Это уменьшительно-ласкательное имя теперь не раздражало. Хотелось услышать его еще раз. Из ее уст. Голос матери казался мне восхищенным и довольным, но я не верила ей. Ни единому слову. Ни хвалебному тону, понимая, с какой целью она приехала в США. Но я не могла обвинить ее во лжи, не могла накричать на нее, зная, что таким образом мама оберегала меня от правды. От боли, которую я сейчас испытываю.

Только я не маленькая девочка, которой нужна опека…

Я злилась на нее и одновременно волновалась. Эмоции били ключом, смешиваясь воедино. В один водоворот. В единое целое. Я уже не различала, где радость, а где боль, где обида, а где отчаяние. Не видела ничего вокруг, кроме родных стен любимой квартиры-студии, казавшихся мне ненавистными. Или любимыми? Этого я не знала.

– Я тебя люблю, мам, – тихо произнесла я, чувствуя, что медленно даю слабину. Как говорил Ник, могу лишь морально поддержать? Это я и пыталась сделать. Хотела, чтобы мама всегда знала, как она для меня важна. Да, она не узнает о моей осведомленности, но это неважно. Абсолютно.

– И я тебя люблю, дочка. С тобой все хорошо? – нет, со мной не все хорошо. Мне очень плохо! Плохо от мысли, что ты постепенно умираешь, а я никак не смогу тебе помочь! Плохо от представления будущего без тебя! Без единственного родного человека!

– Да, все хорошо, – но в итоге я ответила совершенно другое.

В горле стоял комок, заходящее солнце слепило глаза, но я держалась. Изо всех сил держалась, чтобы не расплакаться при маме. Как только мы закончили разговор, после долгих десяти минут, в течение которых мама рассказывала мне о курорте, о солнце и о прекрасном времяпрепровождении на яхте отца, я позволила себе расслабиться. Сбросить весь груз смешавшихся эмоций.

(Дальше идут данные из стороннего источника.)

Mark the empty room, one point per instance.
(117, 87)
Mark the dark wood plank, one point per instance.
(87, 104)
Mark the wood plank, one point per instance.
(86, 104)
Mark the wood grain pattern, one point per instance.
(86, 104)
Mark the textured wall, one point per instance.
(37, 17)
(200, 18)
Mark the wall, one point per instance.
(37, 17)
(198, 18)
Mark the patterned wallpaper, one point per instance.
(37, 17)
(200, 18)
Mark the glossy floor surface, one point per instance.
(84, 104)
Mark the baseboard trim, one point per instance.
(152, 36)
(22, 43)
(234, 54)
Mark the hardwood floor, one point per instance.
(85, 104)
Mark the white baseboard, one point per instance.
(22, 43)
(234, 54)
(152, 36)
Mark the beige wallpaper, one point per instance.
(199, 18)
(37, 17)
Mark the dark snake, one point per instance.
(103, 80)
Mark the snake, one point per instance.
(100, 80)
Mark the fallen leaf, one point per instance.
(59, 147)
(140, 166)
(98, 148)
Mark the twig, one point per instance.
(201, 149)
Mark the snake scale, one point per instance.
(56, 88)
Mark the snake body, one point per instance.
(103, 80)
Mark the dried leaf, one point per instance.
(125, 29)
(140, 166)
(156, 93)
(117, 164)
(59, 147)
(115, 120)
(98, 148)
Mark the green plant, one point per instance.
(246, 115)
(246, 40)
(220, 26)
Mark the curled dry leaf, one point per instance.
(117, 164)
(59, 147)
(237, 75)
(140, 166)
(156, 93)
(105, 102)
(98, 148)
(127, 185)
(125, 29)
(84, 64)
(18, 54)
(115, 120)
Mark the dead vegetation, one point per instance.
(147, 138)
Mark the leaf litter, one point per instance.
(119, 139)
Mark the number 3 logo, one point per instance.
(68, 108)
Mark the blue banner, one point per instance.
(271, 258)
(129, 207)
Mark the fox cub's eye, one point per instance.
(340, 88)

Как только я нажала на красную трубку на экране, телефон моментально полетел в соседнюю стену, а из глаз прыснули слезы. Столько дней я сдерживалась, старалась не падать духом, а идти по жизни с высоко поднятой головой, как меня учила мама, но эмоции взяли надо мной верх. Вокруг все расплылось. Я кое-как пыталась сфокусироваться хоть на каком-то предмете интерьера, но из-за потока слез получается плохо. Слишком плохо. Я абстрагировалась от этого мира. От своей квартиры. От всего. Даже телефонный звонок не до конца разбитого телефона (как оказалось) не привел меня в чувства. Наоборот – хотелось подойти и ударить еще пару раз, чтобы больше не звонил. Чтобы больше никто не беспокоил. Ни сейчас. Никогда.

Телефонные звонки прекратились, сменив их на домофон. Кого там принесло? Как эти пресловутые людишки не понимают, что я хочу побыть одна! Совсем одна! Мне не нужен никто. Дайте мне пережить горе в одиночестве! Мне так и хотелось крикнуть эти слова в окно в надежде быть услышанной. Но этого не произошло, а меня никто не воспринял всерьез.

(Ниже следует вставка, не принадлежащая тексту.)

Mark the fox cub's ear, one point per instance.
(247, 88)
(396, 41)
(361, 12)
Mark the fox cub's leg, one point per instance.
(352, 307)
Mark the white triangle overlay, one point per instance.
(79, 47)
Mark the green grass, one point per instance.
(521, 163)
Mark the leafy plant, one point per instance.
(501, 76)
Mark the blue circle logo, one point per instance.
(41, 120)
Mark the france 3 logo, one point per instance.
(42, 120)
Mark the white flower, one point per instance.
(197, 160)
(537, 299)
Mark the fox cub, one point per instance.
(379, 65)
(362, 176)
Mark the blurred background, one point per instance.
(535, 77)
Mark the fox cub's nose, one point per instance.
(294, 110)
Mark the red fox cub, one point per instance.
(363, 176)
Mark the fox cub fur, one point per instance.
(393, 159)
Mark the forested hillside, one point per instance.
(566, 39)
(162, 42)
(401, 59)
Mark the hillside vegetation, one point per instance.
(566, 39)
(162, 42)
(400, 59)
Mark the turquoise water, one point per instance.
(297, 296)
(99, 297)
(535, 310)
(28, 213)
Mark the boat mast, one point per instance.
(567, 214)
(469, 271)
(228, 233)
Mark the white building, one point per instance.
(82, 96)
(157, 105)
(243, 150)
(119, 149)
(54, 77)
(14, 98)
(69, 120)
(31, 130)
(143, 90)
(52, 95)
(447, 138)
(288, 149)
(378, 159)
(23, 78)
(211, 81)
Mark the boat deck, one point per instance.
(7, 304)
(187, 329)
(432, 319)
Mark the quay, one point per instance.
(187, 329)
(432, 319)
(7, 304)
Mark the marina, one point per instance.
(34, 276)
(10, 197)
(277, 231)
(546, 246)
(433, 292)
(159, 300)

В дверь начали стучать. Стоп! Я же никого не пускала! Какого хрена?

– Лика, ты здесь? – знакомый низкий голос звучал взволнованно даже по ту сторону двери. Я подошла ближе, слыша, как кулаком он не переставал отстукивать удары. – Открой мне дверь, – это был Ник. Наверняка, это он звонил мне, он пытался достучаться до меня. Но как? Он же сказал, что приедет не раньше чем через пять дней? Нет! Только не это! Я же похожа на какую-то размазню. Не хочу, чтобы он видел меня такой поникшей и уставшей. Нет!

Парой взмахов спонжом я попыталась скрыть красные круги под глазами и покрасневший нос. Получилось не так хорошо, но все же лучше, чем заплаканное лицо. Хочу выглядеть прекрасно всегда, даже если мне плохо. И я буду улыбаться ему в лицо, несмотря на его подозрения. Выйду к нему с высоко поднятой головой. Меня так учила мама. Женщина, подарившая мне жизнь.

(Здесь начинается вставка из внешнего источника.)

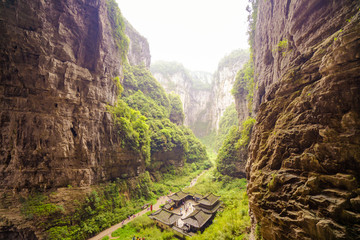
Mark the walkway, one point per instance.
(156, 206)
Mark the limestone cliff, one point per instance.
(139, 52)
(224, 79)
(304, 163)
(58, 60)
(194, 89)
(205, 96)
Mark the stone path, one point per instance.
(156, 206)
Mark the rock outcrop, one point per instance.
(205, 96)
(224, 79)
(304, 163)
(58, 60)
(194, 89)
(139, 51)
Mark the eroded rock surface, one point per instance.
(58, 59)
(304, 164)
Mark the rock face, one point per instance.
(304, 163)
(58, 59)
(224, 79)
(139, 52)
(205, 96)
(194, 89)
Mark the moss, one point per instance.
(272, 185)
(258, 232)
(244, 83)
(177, 112)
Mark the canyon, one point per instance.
(64, 64)
(205, 96)
(303, 166)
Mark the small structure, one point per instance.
(164, 218)
(179, 197)
(169, 206)
(197, 197)
(197, 220)
(209, 203)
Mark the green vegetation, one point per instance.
(146, 105)
(37, 207)
(253, 11)
(139, 78)
(131, 127)
(142, 227)
(118, 26)
(165, 136)
(231, 223)
(177, 112)
(106, 205)
(196, 151)
(244, 83)
(169, 69)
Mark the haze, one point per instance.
(195, 33)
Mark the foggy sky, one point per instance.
(196, 33)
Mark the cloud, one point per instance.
(197, 33)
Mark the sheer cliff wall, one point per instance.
(58, 59)
(304, 163)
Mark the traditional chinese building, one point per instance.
(197, 220)
(210, 203)
(165, 218)
(179, 197)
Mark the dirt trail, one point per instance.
(156, 206)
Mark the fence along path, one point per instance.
(156, 206)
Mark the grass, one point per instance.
(231, 223)
(142, 227)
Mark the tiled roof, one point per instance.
(209, 199)
(212, 210)
(196, 195)
(165, 216)
(197, 218)
(169, 205)
(178, 196)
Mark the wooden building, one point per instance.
(210, 203)
(165, 218)
(179, 197)
(197, 220)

И я открыла дверь. На свой страх и риск. Еще недавно я не хотела, чтобы кто-то видел меня такой разбитой и поникшей, однако Ник стал исключением из правил. Когда он им стал? Когда переступил эту черту? Когда он сделал первый шаг к тому, чтобы разглядеть душу под красивой оболочкой? На эти вопросы ответы не находились, да я и не пыталась их найти. Не сейчас.

– Ты не отвечала. Я переживал за тебя, – оправдывается. Только подумайте, сам Никита Красницкий оправдывается из-за вторжения в мою тихую гавань. В прошлый раз я подобного не наблюдала. Он просто ворвался ко мне, сметая все предрассудки на пути. Не спрашивая у меня разрешения. Заставив меня мысленно ответить «Да!» под властью поцелуев и прикосновений.